There was no big, agonizing decision to make the difference. Some reviewers even referred to the staging of the divergence as clumsy. But her two selves are very different and, for the most part I think, equally plausible. I know that my life would be very different if I had stayed in Kentucky instead of moving to Florida. I would be very different. Some days, like today, I wonder how different I would be if I had left work five seconds earlier or later. I’ve read a theory that there are infinite multiple universes so that everything that possibly can happen DOES happen… somewhere. That’s no consolation for having to live in THIS universe though.
May 26th, 2005 at 00:02
True, but by the same logic, isn’t it amazing how in those parallel universes all kinds of possibilities exist? For example–perhaps you affect someone (and don’t even know it) every day. Perhaps moving from Kentucky to Florida opened you up for a possibility that hasn’t even come to you yet. Each day is a new slate, and as we all move around in our discrete bubbles, often failing utterly to connect, each life can inadvertantly yet significantly affect another through intention, circumstance, or happenstance. Five seconds or nanoseconds can make a difference–get on the interstate at the right time, avoid a collision–but so can saying one thing to one person at exactly the right (or wrong) moment.
I loved that movie, if only for the concept behind it.
And moving 900 miles takes a tremendous amount of courage. Many people live within ten miles of their birth all of their lives, for fear of the unknown. You struck out independently, and although you seem to indicate regret over it, hasn’t it shaped you into who you are today? And I think your readers would agree that who you are today is pretty darned okay.

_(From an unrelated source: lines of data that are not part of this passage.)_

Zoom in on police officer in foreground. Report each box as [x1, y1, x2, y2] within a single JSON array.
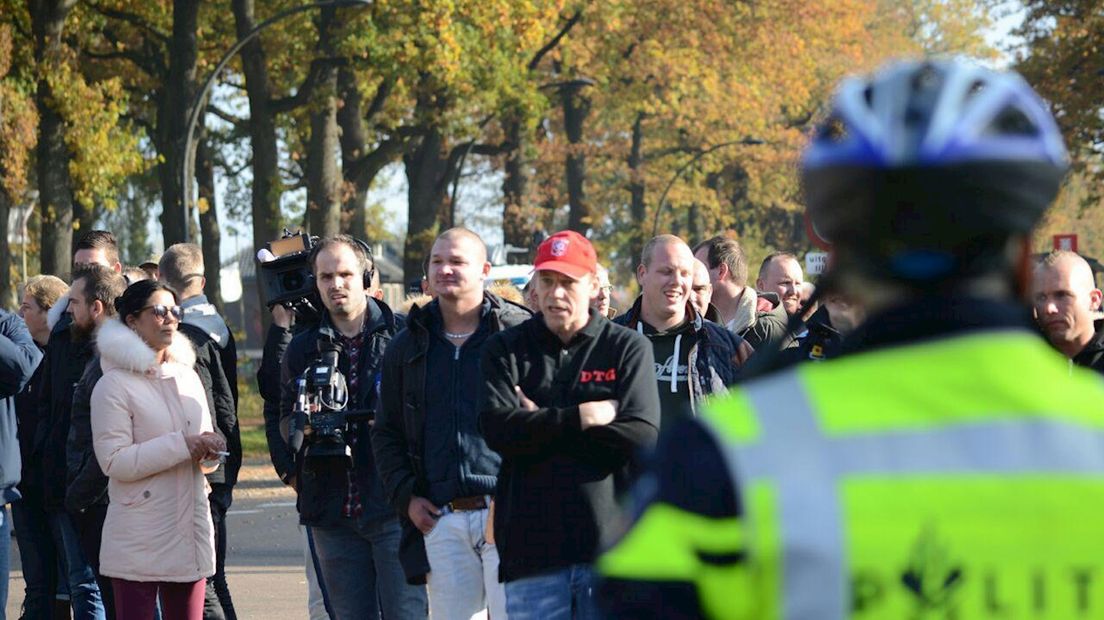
[[599, 59, 1101, 619]]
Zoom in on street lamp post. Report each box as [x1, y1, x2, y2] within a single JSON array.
[[649, 136, 765, 238], [180, 0, 373, 242]]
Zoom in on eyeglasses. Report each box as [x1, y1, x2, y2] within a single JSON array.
[[139, 304, 182, 321]]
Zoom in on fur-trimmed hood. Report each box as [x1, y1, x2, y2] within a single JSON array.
[[95, 318, 197, 375], [47, 292, 70, 331]]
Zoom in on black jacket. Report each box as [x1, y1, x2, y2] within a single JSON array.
[[33, 319, 96, 510], [771, 305, 844, 371], [372, 293, 530, 584], [1072, 319, 1104, 375], [179, 294, 241, 492], [178, 322, 241, 490], [258, 322, 295, 483], [0, 310, 43, 502], [65, 355, 107, 513], [480, 310, 660, 582], [15, 345, 45, 503], [613, 297, 746, 401], [280, 297, 402, 526]]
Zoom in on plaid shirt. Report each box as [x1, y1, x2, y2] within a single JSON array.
[[340, 330, 366, 519]]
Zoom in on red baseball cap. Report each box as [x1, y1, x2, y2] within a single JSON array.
[[533, 230, 597, 280]]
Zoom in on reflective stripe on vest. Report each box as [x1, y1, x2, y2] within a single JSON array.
[[701, 330, 1104, 620]]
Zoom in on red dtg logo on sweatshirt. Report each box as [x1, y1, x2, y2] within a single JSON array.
[[580, 368, 617, 383]]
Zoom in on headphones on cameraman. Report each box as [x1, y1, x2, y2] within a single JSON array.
[[306, 236, 377, 291]]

Hope that’s not too cheesey or intrusive. I’m feeling sentimental this evening.
May 26th, 2005 at 01:32
Loved that movie..and now I’m also in a sentimental mood.
May 26th, 2005 at 16:20
It’d be so nice to peak in on those alternate universes, but I have this feeling that some of them are fabulously better than this one, though in the same breath I am sure that some of them are terribly worse. It’s interesting about the way little things can affect entire existences.
May 26th, 2005 at 16:52
That’s actually a great movie, and I’ve often thought the same thing in things from the past and how they might’ve changed who I am today — whether it be fate such as missing a train or a conscious decision.
May 27th, 2005 at 11:39
I’ve got one of those parallel universes I wonder about. It involves this woman.

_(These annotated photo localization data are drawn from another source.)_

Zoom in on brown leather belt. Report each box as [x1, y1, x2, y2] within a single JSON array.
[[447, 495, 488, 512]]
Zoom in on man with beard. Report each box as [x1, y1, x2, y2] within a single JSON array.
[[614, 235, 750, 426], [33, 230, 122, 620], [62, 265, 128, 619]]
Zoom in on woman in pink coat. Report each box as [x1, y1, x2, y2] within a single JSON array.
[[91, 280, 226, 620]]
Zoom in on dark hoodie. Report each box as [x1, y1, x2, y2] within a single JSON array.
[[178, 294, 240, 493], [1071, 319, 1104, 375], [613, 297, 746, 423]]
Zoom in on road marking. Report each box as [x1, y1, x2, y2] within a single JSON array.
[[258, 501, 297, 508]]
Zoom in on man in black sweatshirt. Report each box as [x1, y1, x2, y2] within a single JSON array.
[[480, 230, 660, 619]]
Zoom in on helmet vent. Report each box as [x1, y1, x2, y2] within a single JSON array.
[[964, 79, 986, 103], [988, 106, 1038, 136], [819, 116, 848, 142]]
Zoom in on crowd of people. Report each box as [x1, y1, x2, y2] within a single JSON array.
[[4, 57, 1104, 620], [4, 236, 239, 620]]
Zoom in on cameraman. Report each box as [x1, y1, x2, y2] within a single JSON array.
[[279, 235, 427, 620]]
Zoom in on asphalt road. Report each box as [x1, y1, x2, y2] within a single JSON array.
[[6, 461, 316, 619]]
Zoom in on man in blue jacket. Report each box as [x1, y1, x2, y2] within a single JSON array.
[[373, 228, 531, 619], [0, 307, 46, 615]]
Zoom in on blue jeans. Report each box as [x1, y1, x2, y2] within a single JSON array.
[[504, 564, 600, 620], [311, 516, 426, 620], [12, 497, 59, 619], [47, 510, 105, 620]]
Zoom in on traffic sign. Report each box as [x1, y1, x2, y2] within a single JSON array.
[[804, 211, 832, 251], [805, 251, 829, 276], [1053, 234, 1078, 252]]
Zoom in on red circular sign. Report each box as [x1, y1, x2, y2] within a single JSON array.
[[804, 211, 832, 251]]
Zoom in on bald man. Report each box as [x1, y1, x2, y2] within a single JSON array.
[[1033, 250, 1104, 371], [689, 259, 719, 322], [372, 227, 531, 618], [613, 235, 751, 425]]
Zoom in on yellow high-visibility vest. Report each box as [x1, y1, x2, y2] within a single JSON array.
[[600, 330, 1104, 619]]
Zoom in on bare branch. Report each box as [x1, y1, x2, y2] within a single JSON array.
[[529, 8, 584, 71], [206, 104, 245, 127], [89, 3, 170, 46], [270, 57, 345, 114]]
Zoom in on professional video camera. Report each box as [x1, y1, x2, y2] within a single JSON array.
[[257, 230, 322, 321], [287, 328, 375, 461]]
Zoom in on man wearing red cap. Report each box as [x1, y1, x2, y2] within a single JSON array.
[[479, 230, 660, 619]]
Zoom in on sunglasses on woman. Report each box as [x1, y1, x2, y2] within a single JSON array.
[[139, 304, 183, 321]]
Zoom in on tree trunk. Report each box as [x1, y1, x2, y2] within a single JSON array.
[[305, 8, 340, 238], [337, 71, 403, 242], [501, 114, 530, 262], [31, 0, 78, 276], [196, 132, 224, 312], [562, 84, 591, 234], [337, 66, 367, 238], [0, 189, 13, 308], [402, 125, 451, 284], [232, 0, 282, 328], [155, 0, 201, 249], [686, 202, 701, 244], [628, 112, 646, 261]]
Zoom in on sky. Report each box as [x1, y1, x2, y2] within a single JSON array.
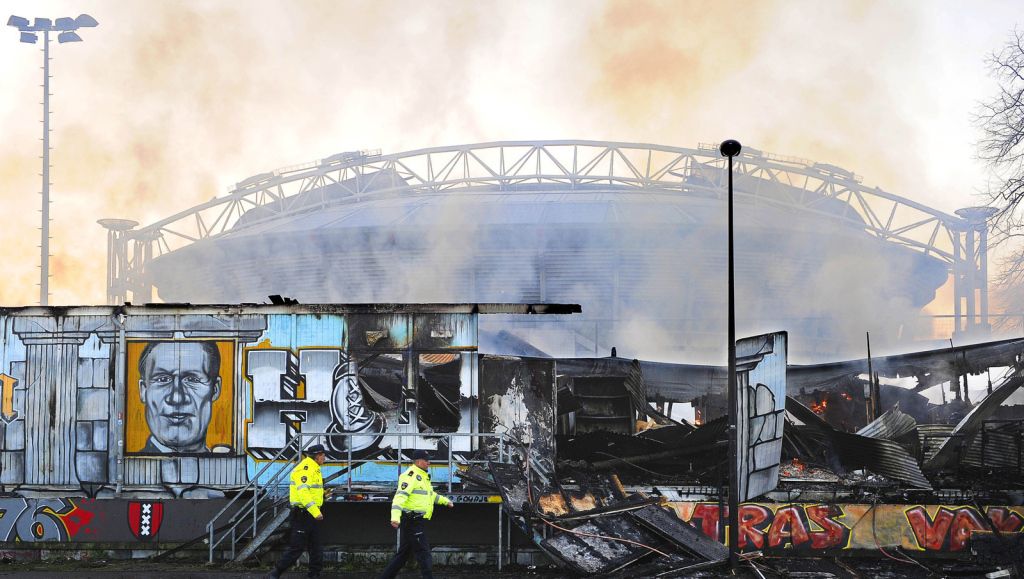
[[0, 0, 1021, 308]]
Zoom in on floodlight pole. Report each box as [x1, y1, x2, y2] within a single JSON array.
[[8, 14, 97, 306], [720, 138, 742, 570], [40, 28, 51, 306]]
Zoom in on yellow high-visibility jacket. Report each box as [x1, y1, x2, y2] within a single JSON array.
[[390, 464, 451, 523], [289, 456, 324, 518]]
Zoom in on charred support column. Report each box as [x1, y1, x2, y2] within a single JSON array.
[[720, 139, 742, 569], [953, 207, 997, 338], [97, 219, 138, 305]]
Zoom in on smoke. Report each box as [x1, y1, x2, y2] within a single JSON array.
[[0, 0, 500, 305], [0, 0, 1017, 363]]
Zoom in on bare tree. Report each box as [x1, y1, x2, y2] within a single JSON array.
[[977, 28, 1024, 324]]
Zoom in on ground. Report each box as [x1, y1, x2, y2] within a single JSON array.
[[0, 557, 1009, 578]]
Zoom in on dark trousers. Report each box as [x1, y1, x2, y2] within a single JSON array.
[[274, 508, 323, 577], [379, 515, 433, 579]]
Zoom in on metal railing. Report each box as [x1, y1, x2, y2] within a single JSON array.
[[206, 431, 513, 563]]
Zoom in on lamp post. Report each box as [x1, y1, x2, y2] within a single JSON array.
[[6, 14, 98, 306], [719, 138, 742, 569]]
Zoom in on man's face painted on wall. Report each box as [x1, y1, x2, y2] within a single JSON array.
[[139, 342, 221, 452]]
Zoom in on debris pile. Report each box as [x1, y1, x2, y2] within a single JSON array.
[[482, 461, 728, 575]]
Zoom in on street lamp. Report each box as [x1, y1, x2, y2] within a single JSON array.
[[7, 13, 98, 306], [719, 138, 741, 569]]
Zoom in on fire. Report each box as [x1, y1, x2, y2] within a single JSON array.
[[840, 392, 853, 401], [811, 398, 828, 415], [791, 458, 806, 472]]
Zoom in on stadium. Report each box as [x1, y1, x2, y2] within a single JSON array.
[[100, 141, 993, 361]]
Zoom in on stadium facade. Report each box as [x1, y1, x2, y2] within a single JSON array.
[[100, 141, 994, 361]]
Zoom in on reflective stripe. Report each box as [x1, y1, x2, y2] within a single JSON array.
[[395, 491, 409, 497], [391, 507, 403, 511], [411, 489, 429, 495], [309, 484, 323, 489], [296, 485, 310, 491], [304, 502, 315, 508]]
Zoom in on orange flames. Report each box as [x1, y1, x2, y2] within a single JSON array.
[[840, 392, 853, 401], [811, 398, 828, 415]]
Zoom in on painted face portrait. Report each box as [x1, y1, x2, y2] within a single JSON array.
[[138, 342, 222, 453]]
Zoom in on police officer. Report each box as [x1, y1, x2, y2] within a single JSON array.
[[267, 444, 328, 579], [379, 450, 453, 579]]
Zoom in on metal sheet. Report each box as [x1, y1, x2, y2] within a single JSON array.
[[927, 368, 1024, 470], [856, 407, 917, 440]]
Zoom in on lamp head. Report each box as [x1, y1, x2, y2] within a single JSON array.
[[719, 139, 742, 158], [54, 17, 76, 31], [75, 14, 98, 28], [7, 15, 30, 28]]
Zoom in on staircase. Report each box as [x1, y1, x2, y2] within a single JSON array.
[[206, 437, 303, 563]]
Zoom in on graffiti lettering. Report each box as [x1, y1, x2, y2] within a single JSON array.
[[906, 506, 954, 550], [247, 349, 336, 457], [905, 506, 1002, 552], [806, 504, 847, 549], [0, 499, 90, 542], [768, 506, 810, 548], [682, 503, 851, 551], [987, 507, 1024, 533], [690, 503, 721, 541], [738, 504, 769, 549]]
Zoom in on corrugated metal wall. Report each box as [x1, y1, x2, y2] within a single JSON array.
[[0, 305, 489, 498]]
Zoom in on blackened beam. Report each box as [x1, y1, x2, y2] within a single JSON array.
[[630, 504, 729, 563], [589, 440, 727, 471]]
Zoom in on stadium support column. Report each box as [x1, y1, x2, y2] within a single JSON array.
[[132, 229, 161, 303], [98, 219, 138, 305], [953, 207, 997, 338]]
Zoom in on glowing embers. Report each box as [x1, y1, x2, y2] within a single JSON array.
[[810, 398, 828, 415]]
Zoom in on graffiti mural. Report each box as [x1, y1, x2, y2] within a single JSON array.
[[736, 332, 788, 501], [0, 306, 521, 495], [669, 502, 1024, 553], [244, 312, 491, 483], [127, 341, 235, 455]]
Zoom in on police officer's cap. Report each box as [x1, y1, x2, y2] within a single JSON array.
[[411, 450, 429, 461], [305, 444, 326, 456]]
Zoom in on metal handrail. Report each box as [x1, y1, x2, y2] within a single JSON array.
[[206, 431, 513, 563], [206, 436, 306, 562]]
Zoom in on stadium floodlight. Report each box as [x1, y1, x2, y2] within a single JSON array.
[[76, 14, 98, 28], [7, 14, 98, 305]]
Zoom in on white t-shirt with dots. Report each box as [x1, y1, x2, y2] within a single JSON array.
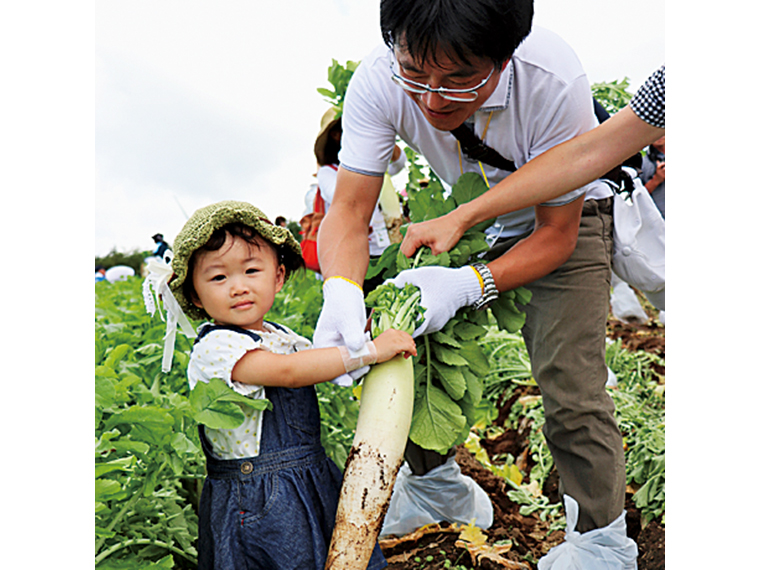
[[187, 321, 312, 460]]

And Sliding Doors was a GREAT movie.
May 27th, 2005 at 14:05
I think about that stuff a lot too. Like when there’s a big wreck and if you had left the house 5 seconds earlier, you’d be part of it? It’s CRAZY.
May 31st, 2005 at 09:58
I love that movie so much I own it. I don’t often think about those things in such detail…I guess I just live my life and try not to second-guess my path too much. Though I often wonder about this one split-second rash decision that ultimately reshaped my life and sent me across the country twice: when I met my ex, I didn’t think I was attracted to him right off (first impression) and I was going to give him a wrong phone number when he asked. I know, I know, I was immature . But I opened my mouth and what came out was…my right phone number. We eventually got married. He was in the Army and we moved, moved, moved. Then divorced three years later. I often wonder what would have happened had I followed my initial instinct. Would I have stayed in Seattle? Who would I be with? I opened my mouth and gave eight digits and my life changed. It ultimately brought pain to not just the two of us, but to our families, our friends. Yet I think also that the pain and wrong decisions have shaped me and continue to shape me now into the person I am and I am really starting to like that person.